Rain began hitting the window and Tom looked outside to see if the students would push off to find shelter or not. They continued to stand as still as they could even as their clothes became soaked.
Behind him Zizi was answering Ric’s enthusiastic questions. ‘Speciation? Is that really a word? It sounds ugly,’ he said as he bit into an asparagus hors d’oeuvre.
‘Yes, it’s a word. That’s not important, though, it happens all the time. It’s how rapidly new species are forming that matters.’
‘So, what is causing it?’
‘We don’t know,’ Zizi answered, ‘and I wouldn’t like to lay blame without evidence, but . . . it is likely the result of pollution rather than intention.’
Patrick tried to insert a question, ‘Darling, how long until–’ but Ric overrode him.
‘Are the fish deformed in any way?’
‘There is increased deformity, yes, but natural selection takes care of those. It’s the rate of healthy genetic change that is most unusual. We are watching an accelerated mutation cycle and the evolutionary process at work. Next week we are placing test subjects into the zone to see if they also begin accelerated mutation. That will prove if it is something in the water.’
‘Darling, have you checked the roast?’ Patrick threw in quickly.

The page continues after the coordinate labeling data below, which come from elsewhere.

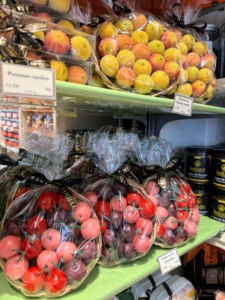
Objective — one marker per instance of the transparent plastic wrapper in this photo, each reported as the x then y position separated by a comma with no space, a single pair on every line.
197,78
67,69
136,52
220,295
50,240
126,213
42,35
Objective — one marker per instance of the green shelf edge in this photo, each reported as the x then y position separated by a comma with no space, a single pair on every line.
94,93
103,283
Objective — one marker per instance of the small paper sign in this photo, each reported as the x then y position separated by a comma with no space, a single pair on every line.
169,261
182,105
26,81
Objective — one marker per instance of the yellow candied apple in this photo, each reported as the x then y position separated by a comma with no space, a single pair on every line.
200,48
169,39
198,88
60,6
125,58
109,65
182,47
142,66
172,69
80,47
183,77
77,74
156,47
208,61
124,26
125,77
66,23
189,40
157,62
161,80
209,92
205,75
139,36
139,21
154,30
193,59
172,90
184,89
192,73
108,46
108,29
141,51
143,84
172,54
124,42
60,68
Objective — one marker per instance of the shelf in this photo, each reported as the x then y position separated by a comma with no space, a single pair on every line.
74,98
103,283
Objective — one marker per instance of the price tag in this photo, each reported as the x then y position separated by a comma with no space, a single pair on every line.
182,105
169,261
26,81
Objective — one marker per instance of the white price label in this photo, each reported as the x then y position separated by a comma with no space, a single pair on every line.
26,81
182,105
169,261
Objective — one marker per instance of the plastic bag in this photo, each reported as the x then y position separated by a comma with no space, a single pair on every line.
131,47
197,79
50,241
126,213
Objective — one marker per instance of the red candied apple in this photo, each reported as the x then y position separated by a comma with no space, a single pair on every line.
33,280
144,226
108,46
171,223
47,200
57,42
55,281
90,229
131,214
16,267
162,213
75,270
141,243
191,227
92,197
31,246
46,259
8,245
51,239
82,212
65,251
147,209
152,188
133,198
118,203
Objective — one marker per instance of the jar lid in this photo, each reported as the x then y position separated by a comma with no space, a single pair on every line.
199,149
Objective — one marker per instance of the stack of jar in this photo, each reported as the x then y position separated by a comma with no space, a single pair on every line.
10,126
205,171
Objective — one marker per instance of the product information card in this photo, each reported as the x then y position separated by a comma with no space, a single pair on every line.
26,81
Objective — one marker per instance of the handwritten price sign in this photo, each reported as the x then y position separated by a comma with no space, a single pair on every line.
26,81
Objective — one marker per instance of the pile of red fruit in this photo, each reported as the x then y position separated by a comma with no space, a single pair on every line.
176,207
48,247
127,222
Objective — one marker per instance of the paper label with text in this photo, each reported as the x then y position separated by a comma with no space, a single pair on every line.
26,81
182,105
169,261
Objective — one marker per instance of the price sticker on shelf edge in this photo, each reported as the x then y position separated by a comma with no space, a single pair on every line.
169,261
26,81
182,105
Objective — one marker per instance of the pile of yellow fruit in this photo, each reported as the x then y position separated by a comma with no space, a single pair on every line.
149,58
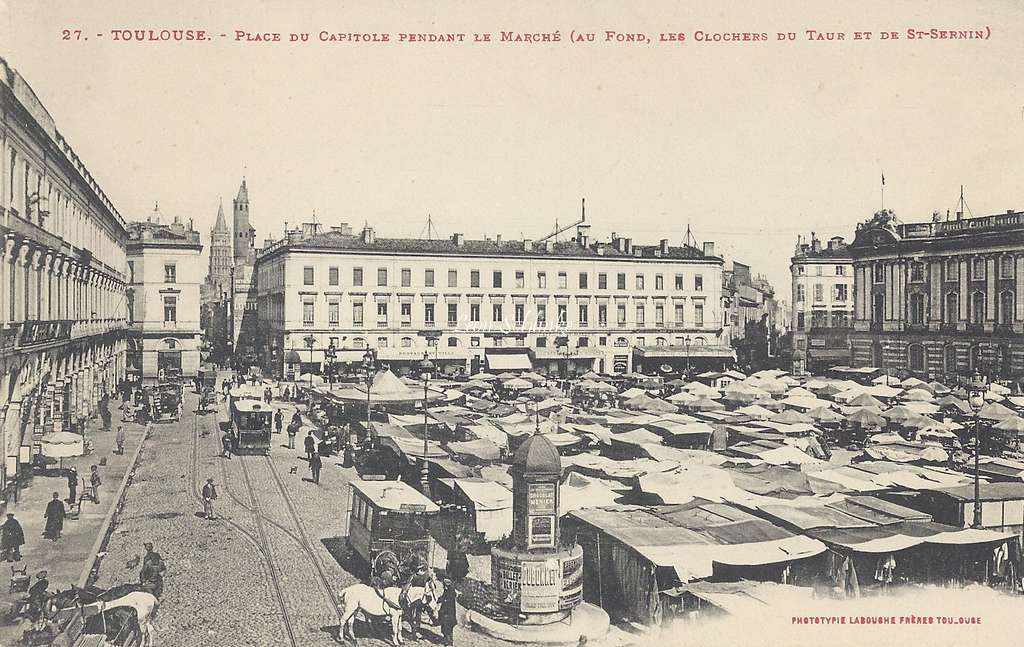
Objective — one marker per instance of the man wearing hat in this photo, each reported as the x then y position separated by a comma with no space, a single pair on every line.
11,538
153,570
446,615
38,595
209,493
54,517
72,485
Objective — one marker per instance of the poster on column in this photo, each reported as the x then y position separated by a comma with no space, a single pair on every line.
782,195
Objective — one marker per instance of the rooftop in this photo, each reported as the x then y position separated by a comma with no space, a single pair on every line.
366,242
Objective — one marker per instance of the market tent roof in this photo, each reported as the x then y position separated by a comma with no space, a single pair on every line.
508,361
866,418
485,494
481,448
791,418
393,495
579,491
995,412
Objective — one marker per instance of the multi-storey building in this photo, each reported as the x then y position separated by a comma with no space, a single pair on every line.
243,306
753,313
61,281
564,307
221,257
216,293
941,298
164,274
822,304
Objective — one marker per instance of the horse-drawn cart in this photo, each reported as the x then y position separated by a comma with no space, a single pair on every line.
390,517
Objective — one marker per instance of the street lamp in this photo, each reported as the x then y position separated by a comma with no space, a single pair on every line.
426,367
369,360
686,345
976,398
330,353
310,341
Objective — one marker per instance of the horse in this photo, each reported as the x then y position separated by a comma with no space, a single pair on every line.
143,603
366,599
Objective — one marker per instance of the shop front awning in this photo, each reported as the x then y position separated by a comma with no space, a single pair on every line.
508,361
411,354
574,353
682,352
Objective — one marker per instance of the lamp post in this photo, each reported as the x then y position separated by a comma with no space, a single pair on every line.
310,341
425,368
369,360
686,345
976,398
330,353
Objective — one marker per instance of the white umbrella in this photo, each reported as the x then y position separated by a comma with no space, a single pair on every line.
61,444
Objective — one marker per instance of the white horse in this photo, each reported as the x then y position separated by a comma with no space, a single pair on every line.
145,605
365,599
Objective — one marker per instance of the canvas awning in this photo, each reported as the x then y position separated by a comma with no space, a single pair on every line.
508,361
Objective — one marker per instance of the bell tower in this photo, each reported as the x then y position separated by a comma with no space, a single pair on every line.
244,233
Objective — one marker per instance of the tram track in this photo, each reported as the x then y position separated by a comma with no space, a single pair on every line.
258,540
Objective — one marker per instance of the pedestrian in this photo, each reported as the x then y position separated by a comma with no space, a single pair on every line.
153,569
11,540
209,494
54,517
446,615
95,482
310,445
314,467
72,485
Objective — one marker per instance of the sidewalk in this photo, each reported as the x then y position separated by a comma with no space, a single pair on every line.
66,559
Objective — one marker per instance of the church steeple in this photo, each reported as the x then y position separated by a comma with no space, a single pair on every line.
221,224
244,234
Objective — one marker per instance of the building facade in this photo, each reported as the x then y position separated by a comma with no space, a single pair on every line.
822,304
940,299
165,274
61,281
216,293
559,307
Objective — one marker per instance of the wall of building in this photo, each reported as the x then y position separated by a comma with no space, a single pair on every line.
287,299
61,281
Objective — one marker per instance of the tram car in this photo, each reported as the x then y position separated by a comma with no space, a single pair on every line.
389,518
252,421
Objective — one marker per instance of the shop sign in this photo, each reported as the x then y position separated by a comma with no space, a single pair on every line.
541,500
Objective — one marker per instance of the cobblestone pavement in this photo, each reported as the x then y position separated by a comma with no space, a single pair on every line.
269,569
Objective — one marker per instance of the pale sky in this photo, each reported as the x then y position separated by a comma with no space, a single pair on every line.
751,143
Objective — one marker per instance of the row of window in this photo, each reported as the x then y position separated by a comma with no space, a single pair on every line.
819,270
359,343
170,309
497,313
498,278
170,272
916,306
839,293
838,318
977,268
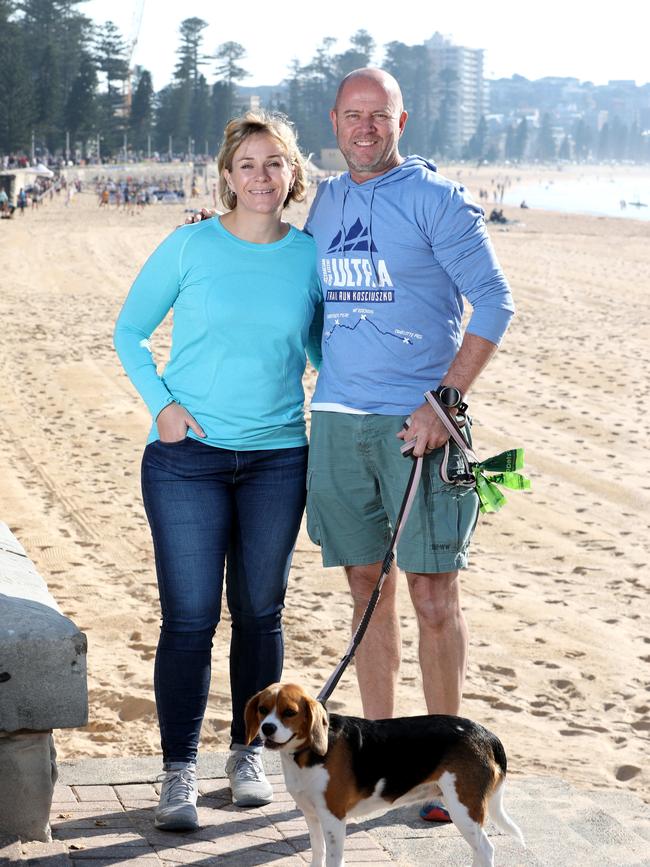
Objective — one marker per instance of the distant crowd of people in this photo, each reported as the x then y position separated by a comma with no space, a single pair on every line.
132,195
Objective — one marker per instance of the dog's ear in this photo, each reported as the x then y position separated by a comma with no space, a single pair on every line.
318,726
251,719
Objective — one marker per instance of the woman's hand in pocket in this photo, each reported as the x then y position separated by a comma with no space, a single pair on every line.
173,423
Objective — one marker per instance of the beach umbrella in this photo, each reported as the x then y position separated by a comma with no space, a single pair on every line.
43,171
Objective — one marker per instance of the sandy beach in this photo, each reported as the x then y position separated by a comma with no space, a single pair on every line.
557,592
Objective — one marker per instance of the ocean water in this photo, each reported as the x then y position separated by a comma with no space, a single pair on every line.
598,195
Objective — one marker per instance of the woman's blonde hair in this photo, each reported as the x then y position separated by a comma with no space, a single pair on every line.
261,123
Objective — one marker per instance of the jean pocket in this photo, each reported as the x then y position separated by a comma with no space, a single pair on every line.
172,443
313,522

‘Yes. It’s ready already. Waiting for you to carve.’
‘Why didn’t you tell me?’
‘Didn’t you see me do this?’ Zizi mimed some side-to-side movements of her arms and elbows.
‘I didn’t realise that meant the turkey was ready.’
‘What did you think this meant? I’m carving, see?’
‘Oh,’ Patrick laughed. ‘I thought you were rocking a baby.’
‘You think this is how you hold a baby?’
‘It’s certainly not how you carve a turkey.’
‘You just get in there and do your job.’ She laughed and waved him away.
‘Okay. Don’t forget to listen out for Bora.’
‘Yes, dear.’ She finger pushed him into the kitchen.
‘Not just us tonight then?’ Tom observed. ‘Who is Bora?’
‘Bora Gwon. He’s an exhibition designer we met last year. He’s currently in Linz installing a show for the Ars Electronica.’
‘He is. His work is anyway,’ Zizi said. ‘I think he is bringing the head of the museum with him. She didn’t want to let him out of her sight.’
‘He drinks a bit, and they’ve paid a lot for him to be here.’ The doorbell chimed.